Alors qu’entre le Bénin et le Niger, la médiation entreprise par les anciens Présidents Nicéphore Soglo et Boni Yayi est en passe d’aboutir à un dégel de la crise née de la fermeture des frontières Bénin-Niger, le chef de la junte militaire au pouvoir au Burkina-Faso s’invite malencontreusement dans le débat. Ibrahim Traoré a réuni les Burkinabé pour porter contre le Bénin les mêmes accusations déjà proférées par le 1er ministre du Niger.
Dans une vidéo, devenue virale depuis ce jeudi 11 juillet, le Capitaine Ibrahim Traoré a accusé le Bénin d’abriter des bases militaires françaises. « Personne ne peut nous dire qu’au Bénin il n’y a pas de bases françaises. Il y a bel et bien deux bases françaises au Bénin et nous avons des preuves. Des pistes ont été aménagées, des soldats sont équipés… », a affirmé le Capitaine Ibrahim Traoré devant les Burkinabé venus de tout le pays. Pourquoi proférer de telles accusations maintenant qu’il y a des raisons de croire à une normalisation des relations entre le Niger et le Bénin ? Quand on y pense, le dégel annoncé de la crise entre le Bénin et le Niger serait l’élément motivateur de la sortie de Ibrahim Traoré. Le Bénin et le Niger qui retrouvent leurs relations fraternelles séculaires n’arrange certainement pas les affaires de la junte au pouvoir au Burkina-Faso.

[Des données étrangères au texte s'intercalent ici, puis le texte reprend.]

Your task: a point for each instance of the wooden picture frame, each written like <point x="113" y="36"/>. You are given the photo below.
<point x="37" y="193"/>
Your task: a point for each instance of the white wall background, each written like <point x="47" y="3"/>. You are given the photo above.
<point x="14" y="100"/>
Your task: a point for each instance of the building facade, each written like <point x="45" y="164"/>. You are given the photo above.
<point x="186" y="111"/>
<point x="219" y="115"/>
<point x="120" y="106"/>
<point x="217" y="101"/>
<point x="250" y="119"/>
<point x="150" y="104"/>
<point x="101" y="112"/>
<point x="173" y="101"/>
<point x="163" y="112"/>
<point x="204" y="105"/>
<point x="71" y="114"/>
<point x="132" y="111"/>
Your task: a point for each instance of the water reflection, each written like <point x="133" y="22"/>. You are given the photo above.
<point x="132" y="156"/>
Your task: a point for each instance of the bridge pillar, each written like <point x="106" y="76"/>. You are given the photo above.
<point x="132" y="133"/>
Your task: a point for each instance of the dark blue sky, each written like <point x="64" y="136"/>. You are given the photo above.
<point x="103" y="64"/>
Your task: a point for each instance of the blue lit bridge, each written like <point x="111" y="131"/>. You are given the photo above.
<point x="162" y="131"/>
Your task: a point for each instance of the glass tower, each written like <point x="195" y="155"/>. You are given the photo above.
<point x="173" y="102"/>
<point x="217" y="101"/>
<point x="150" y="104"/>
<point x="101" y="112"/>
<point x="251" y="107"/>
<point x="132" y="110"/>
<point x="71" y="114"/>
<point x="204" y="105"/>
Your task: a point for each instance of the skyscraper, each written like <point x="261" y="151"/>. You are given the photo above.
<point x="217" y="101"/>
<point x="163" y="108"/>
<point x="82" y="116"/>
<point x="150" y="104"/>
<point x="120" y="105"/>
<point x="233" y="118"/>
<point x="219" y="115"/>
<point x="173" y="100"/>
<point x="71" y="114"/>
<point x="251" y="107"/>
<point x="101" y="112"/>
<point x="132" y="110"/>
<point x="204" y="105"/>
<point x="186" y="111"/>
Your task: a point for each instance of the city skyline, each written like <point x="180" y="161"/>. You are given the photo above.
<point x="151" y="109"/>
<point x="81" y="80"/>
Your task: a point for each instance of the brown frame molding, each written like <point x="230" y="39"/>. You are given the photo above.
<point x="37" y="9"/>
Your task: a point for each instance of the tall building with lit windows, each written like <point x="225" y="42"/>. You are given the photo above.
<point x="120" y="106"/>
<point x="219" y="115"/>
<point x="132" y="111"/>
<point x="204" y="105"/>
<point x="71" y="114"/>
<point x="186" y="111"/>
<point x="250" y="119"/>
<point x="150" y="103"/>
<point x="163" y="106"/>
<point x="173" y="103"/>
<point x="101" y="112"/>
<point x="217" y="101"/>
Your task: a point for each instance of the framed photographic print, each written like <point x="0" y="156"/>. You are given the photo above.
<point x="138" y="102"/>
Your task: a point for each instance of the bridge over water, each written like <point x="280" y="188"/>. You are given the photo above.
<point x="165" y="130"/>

En effet, depuis la fermeture des frontières avec le Niger, le port de Lomé (Togo) est devenu celui par où passent les marchandises à destination du Niger. Or, on sait que le volume de transit qui allait vers les pays de l’hinterland est de 30% dont 90% à destination du Niger seul. Voilà que le Niger n’a pas de frontière avec le Togo. Le transit à destination du Niger, quand ça quitte le port de Lomé, passe obligatoirement par le Burkina-Faso. Le pays du capitaine Ibrahim Traoré prélève alors des taxes sur tout ce qui va au Niger. Une normalisation des relations entre le Bénin et le Niger entraînera alors un manque à gagner considérable pour le Burkina-Faso qui sera privé de la manne que constituent les frais de transit des marchandises en partance pour le Niger. N’est-ce pas alors cette crainte qui justifie les accusations portées par le capitaine Ibrahim Traoré contre le Bénin ? Le Burkina-Faso n’aurait donc aucun intérêt à voir le Niger rétablir ses relations avec le Bénin. Et pour ce faire, le chef de la junte militaire au pouvoir au Burkina Faso trouve que porter des accusations de bases militaires françaises contre le Bénin lui permet de jouer les trouble-fêtes dans le rétablissement annoncé des relations entre le Niger et le Bénin. Il espère certainement que de telles accusations vont rendre le Niger réticent quant au bon dénouement du processus de rétablissement des relations avec le Bénin.
Réaction du Porte-parole du gouvernement béninois
« C’est l’hôpital qui se moque de la charité. Les attaques terroristes enregistrées par le Bénin à ce jour, dont la grande majorité a été déjouée par nos Forces de défense et de sécurité, sont l’œuvre de gens venant de l’autre côté de nos frontières avec le Burkina-Faso et le Niger. C’est d’ailleurs ce qui a amené le Gouvernement du Bénin, dans sa stratégie pour contrer le phénomène, à construire pour compter de 2022, de petits camps militaires appelés bases opérationnelles avancées, dans plusieurs de nos communes frontalières.
Cela, nous ne l’avons pas caché puisque le Président de la République lui-même en a parlé devant l’Assemblée nationale dès le 8 décembre 2022.
Voilà que nos frères et voisins, pour des raisons de politique domestique, s’emploient à vouloir faire de nous la source de leurs problèmes. C’est une tendance pernicieuse, venant de militaires qui connaissent ces camps et leur vocation.
Ainsi, après le Niger, c’est au tour du Burkina-Faso d’emboucher cette trompette nauséeuse de désinformation qui alimente non le patriotisme, mais plutôt la rancœur des populations et menace à terme la coexistence pacifique des peuples.
Une chose est certaine, le populisme n’a qu’une seule vertu : c’est de déplacer les problèmes en faisant semblant de les régler.
Tôt ou tard, les populations se rendront compte qu’elles ont été abusées ».